The Green Report

Distributed Test Recommendations

Note: All examples can be found here.

The goals of the Green Team

Improve green consistency of distributed tests
Mass test runs determined which tests we worked on

Prioritized any tests that failed more than once in our mass test runs

Fixed about 35 issues (working on more)
Spent about a quarter of our time fixing product bugs
Anecdotal improvements for Geode developers

“CIO board is cleaner”
“Seeing more Green pull requests”

Green Team Progress

If I had a nickel for every thread sleep related failure...
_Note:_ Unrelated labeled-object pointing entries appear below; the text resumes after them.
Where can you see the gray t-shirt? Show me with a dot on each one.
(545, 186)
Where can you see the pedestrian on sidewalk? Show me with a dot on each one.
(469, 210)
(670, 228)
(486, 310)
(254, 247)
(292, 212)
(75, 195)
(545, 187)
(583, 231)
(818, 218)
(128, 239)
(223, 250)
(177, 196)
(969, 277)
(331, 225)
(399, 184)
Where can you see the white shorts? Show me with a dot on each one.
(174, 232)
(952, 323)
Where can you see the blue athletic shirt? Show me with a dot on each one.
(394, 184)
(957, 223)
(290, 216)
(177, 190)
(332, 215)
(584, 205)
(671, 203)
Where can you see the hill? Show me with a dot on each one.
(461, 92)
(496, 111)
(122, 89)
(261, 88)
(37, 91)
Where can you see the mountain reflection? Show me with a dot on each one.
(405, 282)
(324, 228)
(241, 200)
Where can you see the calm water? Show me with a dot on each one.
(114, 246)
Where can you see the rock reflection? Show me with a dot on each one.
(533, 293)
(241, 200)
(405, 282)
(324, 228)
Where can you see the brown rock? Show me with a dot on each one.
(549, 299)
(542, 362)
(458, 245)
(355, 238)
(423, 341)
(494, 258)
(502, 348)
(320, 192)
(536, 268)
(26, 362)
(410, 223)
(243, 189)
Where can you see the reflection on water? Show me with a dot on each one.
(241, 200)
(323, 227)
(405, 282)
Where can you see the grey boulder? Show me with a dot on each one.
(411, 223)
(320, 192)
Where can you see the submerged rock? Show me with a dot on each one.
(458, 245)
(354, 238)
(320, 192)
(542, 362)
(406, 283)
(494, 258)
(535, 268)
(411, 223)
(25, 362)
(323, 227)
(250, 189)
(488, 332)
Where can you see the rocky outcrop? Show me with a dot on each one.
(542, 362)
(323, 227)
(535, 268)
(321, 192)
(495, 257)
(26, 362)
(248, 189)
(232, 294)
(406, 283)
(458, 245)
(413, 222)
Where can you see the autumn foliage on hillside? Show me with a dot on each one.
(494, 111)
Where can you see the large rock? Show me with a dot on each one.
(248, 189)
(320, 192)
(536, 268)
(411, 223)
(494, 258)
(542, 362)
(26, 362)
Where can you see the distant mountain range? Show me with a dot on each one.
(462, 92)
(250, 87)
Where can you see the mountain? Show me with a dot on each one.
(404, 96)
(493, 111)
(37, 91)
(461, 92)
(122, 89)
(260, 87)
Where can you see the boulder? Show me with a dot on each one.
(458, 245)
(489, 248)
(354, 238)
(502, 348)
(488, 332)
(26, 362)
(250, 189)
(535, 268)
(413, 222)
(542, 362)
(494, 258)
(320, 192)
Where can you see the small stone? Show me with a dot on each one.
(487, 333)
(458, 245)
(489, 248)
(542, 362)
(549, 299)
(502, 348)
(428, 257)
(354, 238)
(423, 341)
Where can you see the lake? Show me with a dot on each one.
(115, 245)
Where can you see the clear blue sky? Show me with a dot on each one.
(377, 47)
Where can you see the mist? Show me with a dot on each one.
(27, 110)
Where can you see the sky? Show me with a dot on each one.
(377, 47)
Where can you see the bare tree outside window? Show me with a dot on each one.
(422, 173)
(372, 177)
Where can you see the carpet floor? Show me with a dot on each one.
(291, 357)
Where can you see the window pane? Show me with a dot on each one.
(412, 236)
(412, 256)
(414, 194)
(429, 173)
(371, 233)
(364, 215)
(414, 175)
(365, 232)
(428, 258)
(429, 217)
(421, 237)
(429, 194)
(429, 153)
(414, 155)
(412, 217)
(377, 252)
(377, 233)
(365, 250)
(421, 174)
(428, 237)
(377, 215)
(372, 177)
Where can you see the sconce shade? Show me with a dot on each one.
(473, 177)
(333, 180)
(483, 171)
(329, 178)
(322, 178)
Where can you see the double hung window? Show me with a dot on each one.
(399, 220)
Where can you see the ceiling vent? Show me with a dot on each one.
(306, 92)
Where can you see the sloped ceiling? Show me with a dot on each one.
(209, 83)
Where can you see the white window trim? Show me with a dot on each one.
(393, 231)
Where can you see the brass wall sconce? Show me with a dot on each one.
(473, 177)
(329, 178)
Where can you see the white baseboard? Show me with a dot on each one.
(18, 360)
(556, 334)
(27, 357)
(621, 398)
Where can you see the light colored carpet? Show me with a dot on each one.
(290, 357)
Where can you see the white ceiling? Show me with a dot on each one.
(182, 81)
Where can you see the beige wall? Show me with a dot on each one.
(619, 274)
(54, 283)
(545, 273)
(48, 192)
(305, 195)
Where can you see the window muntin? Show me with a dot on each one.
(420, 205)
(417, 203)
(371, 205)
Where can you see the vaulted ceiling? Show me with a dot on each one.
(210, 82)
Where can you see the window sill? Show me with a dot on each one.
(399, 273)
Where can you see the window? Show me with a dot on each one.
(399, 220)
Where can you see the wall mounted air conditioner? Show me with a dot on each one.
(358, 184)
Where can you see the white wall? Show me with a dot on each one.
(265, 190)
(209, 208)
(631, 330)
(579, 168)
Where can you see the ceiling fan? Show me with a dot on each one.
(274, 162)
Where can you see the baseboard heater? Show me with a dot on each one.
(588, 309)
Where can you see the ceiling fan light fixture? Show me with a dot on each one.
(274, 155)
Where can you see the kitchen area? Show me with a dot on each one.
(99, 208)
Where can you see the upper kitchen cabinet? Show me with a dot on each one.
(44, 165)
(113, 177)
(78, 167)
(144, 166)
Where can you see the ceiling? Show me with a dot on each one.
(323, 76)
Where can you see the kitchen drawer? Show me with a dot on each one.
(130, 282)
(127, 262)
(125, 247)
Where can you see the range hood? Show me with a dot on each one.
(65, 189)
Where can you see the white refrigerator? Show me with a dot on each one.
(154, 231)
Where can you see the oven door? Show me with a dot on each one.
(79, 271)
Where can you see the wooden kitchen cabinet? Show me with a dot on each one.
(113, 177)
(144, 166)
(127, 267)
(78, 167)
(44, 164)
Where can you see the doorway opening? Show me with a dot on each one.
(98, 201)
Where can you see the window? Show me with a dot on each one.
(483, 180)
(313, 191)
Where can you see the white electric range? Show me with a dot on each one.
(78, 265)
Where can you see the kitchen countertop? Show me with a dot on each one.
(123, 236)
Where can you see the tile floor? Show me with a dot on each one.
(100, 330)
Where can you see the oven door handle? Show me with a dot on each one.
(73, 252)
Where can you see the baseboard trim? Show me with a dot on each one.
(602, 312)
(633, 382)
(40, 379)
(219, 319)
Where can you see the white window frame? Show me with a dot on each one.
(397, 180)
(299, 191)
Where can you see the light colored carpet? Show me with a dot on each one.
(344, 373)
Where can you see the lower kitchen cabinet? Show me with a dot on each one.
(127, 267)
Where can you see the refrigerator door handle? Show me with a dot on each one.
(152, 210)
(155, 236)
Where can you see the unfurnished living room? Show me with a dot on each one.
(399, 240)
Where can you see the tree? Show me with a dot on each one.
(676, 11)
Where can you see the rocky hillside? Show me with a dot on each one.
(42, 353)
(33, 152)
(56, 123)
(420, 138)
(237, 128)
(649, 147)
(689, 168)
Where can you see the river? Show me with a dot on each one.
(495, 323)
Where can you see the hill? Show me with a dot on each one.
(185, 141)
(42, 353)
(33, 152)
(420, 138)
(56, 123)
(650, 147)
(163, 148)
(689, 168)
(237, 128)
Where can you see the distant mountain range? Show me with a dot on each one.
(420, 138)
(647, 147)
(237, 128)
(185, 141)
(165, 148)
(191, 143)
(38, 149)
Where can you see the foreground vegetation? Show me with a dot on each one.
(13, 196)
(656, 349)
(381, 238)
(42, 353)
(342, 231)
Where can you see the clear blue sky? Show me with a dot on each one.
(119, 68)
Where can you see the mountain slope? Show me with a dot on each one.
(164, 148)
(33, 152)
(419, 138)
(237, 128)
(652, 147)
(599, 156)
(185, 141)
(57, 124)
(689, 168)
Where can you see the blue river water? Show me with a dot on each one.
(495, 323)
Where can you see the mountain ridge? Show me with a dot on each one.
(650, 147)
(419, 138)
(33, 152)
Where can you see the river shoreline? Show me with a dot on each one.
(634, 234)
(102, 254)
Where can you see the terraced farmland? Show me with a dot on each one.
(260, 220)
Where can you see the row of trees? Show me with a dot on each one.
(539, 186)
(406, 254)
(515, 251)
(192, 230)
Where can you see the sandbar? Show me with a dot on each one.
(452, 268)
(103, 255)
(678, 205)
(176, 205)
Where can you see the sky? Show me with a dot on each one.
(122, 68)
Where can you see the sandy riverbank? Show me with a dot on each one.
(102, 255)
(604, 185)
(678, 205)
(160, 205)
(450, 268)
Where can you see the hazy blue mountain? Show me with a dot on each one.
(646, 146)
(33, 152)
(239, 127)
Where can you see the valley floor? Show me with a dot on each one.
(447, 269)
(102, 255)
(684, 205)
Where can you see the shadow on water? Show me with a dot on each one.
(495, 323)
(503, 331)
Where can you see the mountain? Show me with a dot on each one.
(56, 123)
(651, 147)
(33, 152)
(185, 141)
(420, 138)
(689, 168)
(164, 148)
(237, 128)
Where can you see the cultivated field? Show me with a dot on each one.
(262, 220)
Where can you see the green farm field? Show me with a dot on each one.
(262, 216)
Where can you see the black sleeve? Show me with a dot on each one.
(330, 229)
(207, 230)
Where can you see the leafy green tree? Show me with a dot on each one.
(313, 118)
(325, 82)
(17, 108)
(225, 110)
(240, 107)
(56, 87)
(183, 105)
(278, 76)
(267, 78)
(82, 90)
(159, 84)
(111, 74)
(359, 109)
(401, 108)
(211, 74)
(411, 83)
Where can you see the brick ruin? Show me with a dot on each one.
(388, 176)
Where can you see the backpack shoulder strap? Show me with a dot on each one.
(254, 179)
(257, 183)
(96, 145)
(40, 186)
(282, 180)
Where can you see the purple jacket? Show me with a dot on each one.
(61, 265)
What was helpful vs unhelpful

Helpful

Clean test code
All callback and domain classes are specific to test and organized as inner classes within the test class
Use of non-deprecated APIs
Use of AssertJ instead of Assert

Unhelpful

Asynchronous activity
Thread.sleep or Wait.pause calls
Major refactorings such as modularization
Non-thread-safe static product test hooks
TestHelper classes and custom startup rules that configure processes or perform actions
Generalized callback and domain classes reused by more than one test
Tests that use dunit working directories instead of TemporaryFolder Rule
Catching unexpected exceptions
Instantiating a dunit class again from a static method

What you can do to make things better?

Avoid thread sleeping

Awaitility -- await for some state to change
CountDownLatch -- coordinate between VMs and/or threads
Mockito Spy and Verify
- Verify with timeout can be used instead of Awaitility

Wrap anything with spy or use it to implement a callback such as CacheListener
Verify is used to validate number of invocations with optional timeout

All timeouts should use GeodeAwaitility.getTimeout()
Possible exceptions to the rule

Busy waiting in loops (Awaitility is usually a better option than custom looping)
Slow receiver/listener type testing (there’s probably a better way to do it)

Examples: SleepDistributedTest, MultiThreadedIntegrationTest

It’s not polite to eat all the exceptions...

Exception handling

Expected vs unexpected exceptions in tests
Never catch unexpected exceptions. That is bad... way bad...

Special case: Asynchronous actions may need to catch checked exceptions and use ErrorCollector

Use method throws clause for unexpected exceptions

The alternative serves to make failures more opaque.
Fixing test failures (as you will have to do at some point) is all about visibility into the problems of the test.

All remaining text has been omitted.